【12月11日 AFP】欧州中央銀行(European Central BankECB)は8日、ドイツのフランクフルト(Frankfurt)で地元の高校生らを招き、ウェブブラウザゲーム「Economia(エコノミア)」を発表した。

 ゲームの目標は、四半期(3か月)ごとのユーロの政策金利を8年間操作し、ユーロ圏のインフレ率を2%をわずかに下回るというECBの目標水準に維持すること。実際のECB当局者と同様にアドバイザーから助言を受けたり、各種の経済指標を参考にしたりしながら、政策金利を決定する。

 ところがこれが思ったほど簡単ではない。時間が経過するにつれて石油危機などのさまざまな「不測の事態」がプレーヤーを襲い、状況はどんどん難しくなっていく。
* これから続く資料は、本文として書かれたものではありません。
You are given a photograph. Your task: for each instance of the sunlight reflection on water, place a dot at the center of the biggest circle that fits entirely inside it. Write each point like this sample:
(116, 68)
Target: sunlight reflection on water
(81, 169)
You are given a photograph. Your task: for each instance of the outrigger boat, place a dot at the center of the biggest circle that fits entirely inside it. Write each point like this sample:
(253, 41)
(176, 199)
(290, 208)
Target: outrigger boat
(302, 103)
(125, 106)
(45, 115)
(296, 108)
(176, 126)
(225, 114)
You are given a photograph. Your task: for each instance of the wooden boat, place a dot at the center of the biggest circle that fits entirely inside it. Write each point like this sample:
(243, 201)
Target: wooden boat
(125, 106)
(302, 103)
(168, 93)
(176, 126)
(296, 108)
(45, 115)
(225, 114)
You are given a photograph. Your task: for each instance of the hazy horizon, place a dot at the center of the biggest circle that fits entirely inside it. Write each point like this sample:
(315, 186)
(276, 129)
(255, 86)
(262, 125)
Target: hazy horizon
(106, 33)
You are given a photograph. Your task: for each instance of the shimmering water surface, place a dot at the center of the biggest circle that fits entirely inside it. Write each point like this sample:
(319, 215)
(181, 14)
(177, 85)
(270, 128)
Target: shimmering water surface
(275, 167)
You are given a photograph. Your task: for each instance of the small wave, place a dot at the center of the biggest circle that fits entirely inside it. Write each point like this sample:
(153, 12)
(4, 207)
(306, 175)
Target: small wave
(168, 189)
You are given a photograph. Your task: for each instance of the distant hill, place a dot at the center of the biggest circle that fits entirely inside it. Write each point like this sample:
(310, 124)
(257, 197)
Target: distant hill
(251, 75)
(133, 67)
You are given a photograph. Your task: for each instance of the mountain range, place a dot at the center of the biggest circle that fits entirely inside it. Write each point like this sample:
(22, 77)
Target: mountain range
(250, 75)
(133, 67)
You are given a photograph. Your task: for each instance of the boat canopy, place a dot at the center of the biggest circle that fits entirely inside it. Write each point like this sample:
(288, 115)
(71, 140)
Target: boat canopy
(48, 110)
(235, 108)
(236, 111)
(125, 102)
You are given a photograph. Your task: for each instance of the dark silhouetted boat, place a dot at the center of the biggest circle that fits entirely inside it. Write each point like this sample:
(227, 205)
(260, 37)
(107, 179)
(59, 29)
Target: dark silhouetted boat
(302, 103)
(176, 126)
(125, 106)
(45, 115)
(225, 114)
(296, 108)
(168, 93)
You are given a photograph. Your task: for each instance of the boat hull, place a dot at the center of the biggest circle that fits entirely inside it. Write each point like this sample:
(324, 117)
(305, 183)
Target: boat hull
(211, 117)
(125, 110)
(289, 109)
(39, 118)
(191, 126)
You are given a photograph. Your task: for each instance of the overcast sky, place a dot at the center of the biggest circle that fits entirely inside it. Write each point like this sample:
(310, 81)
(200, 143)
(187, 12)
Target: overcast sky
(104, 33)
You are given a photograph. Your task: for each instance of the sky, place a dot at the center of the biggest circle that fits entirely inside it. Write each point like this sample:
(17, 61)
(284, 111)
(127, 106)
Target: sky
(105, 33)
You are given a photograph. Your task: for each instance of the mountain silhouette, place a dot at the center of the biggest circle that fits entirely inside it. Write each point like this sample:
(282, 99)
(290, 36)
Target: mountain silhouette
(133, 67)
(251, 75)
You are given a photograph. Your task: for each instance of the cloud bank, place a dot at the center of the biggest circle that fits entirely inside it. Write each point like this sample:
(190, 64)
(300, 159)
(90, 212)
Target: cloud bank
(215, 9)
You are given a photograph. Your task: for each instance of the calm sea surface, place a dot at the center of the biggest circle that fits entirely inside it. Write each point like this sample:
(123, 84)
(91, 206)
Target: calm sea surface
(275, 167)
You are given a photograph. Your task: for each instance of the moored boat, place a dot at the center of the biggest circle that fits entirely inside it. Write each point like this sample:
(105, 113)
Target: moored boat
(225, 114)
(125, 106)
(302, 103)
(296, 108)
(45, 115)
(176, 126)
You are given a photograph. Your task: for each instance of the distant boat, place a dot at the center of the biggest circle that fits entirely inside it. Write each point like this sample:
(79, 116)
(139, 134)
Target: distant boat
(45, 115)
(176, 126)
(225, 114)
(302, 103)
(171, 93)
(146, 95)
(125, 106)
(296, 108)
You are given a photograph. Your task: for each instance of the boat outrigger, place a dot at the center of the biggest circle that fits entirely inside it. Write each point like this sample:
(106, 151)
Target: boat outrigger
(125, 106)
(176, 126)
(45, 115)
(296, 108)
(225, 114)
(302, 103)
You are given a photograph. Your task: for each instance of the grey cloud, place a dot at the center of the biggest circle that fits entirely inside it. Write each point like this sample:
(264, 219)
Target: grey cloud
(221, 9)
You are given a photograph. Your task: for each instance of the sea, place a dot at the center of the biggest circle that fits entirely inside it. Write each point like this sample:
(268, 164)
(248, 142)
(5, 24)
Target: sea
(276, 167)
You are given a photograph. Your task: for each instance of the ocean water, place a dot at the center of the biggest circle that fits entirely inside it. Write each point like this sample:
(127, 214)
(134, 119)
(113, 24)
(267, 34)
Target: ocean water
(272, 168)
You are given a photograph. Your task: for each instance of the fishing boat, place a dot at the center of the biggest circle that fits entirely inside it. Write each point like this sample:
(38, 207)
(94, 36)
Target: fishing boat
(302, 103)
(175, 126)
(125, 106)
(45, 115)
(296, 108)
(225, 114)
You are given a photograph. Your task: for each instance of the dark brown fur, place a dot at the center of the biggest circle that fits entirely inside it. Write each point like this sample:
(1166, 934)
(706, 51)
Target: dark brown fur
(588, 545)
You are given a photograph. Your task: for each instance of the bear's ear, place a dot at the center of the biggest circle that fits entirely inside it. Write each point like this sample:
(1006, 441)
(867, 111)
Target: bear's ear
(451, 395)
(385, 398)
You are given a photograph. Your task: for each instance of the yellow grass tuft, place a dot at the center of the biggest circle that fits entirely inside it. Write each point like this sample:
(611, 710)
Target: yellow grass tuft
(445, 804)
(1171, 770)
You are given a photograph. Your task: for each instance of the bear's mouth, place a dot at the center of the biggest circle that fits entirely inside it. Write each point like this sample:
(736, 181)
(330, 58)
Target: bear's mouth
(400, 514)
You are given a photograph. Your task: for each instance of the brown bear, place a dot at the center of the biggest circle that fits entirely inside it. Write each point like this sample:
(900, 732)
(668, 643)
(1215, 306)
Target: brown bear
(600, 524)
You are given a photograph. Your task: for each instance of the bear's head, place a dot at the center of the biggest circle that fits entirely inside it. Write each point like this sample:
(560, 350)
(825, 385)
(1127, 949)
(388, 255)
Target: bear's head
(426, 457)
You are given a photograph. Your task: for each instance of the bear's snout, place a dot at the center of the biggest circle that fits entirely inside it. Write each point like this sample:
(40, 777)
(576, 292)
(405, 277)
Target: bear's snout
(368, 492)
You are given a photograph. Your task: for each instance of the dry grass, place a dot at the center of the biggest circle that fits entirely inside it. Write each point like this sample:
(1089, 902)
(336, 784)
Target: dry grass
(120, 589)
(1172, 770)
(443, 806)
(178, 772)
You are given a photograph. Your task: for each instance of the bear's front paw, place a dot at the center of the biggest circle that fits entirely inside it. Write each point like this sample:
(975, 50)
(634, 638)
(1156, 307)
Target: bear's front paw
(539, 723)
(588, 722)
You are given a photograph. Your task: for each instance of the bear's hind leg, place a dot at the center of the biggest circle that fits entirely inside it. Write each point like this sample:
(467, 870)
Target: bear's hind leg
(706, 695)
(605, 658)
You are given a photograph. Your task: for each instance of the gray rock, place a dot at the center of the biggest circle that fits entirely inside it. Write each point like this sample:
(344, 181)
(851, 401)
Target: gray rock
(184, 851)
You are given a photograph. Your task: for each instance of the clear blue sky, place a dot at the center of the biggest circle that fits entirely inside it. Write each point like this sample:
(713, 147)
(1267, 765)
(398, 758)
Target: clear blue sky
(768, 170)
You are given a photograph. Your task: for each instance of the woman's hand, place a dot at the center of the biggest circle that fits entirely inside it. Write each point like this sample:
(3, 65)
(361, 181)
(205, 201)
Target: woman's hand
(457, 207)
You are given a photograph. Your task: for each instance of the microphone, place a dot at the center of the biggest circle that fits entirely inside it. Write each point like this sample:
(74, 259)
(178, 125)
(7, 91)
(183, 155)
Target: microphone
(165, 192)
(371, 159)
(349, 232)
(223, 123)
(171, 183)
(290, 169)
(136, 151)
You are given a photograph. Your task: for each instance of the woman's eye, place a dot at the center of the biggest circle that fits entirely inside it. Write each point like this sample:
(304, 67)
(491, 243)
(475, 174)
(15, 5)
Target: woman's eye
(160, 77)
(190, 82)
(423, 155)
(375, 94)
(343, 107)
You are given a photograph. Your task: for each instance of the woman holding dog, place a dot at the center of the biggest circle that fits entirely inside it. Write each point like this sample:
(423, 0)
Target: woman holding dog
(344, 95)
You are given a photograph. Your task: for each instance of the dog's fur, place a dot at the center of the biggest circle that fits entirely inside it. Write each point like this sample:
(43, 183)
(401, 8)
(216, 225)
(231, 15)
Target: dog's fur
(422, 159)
プレーヤーが政策金利を変えるたびに失業率や通貨供給量、生産量が増減し、プレーヤーはバーチャルなユーロ圏の経済を崩壊させてしまうかもしれない。

 さらに「プレス(報道)」メニューがリアリティを演出する。ここでは、自分の行動に対して新聞がどのように報じるかを見ることができる。政策次第では「利下げ要求を黙殺」や「生産量急落、回復のめどたたず」などといった見出しが並ぶ。

■まずまずの反響

 8日のプレミア公開の日にゲームをテストした高校生たちは、ゲームに手応えを感じたようだ。16歳の高校生は「とても面白かったわ」と述べたが、「失業率は重要な指標じゃなくて、物価の安定だけが大切」になっているゲームの「仕様」に少し不満な様子だった。地元のフランス人学校で学ぶ16歳の高校生は「リアルだね。データ量が多くて追いかけるのが大変だよ」と評価した。

 同じサイトではインフレとデフレの影響を視覚的に理解できる「インフレーション・アイランド」というコーナーも設けられているほか、教員用の小冊子と生徒に配付する資料をダウンロードすることもできる。奇妙な宇宙生物「インフレーション・モンスター」が登場する8分のアニメも公開されている。いずれも欧州連合(EU)公用語の22の言語で利用できる。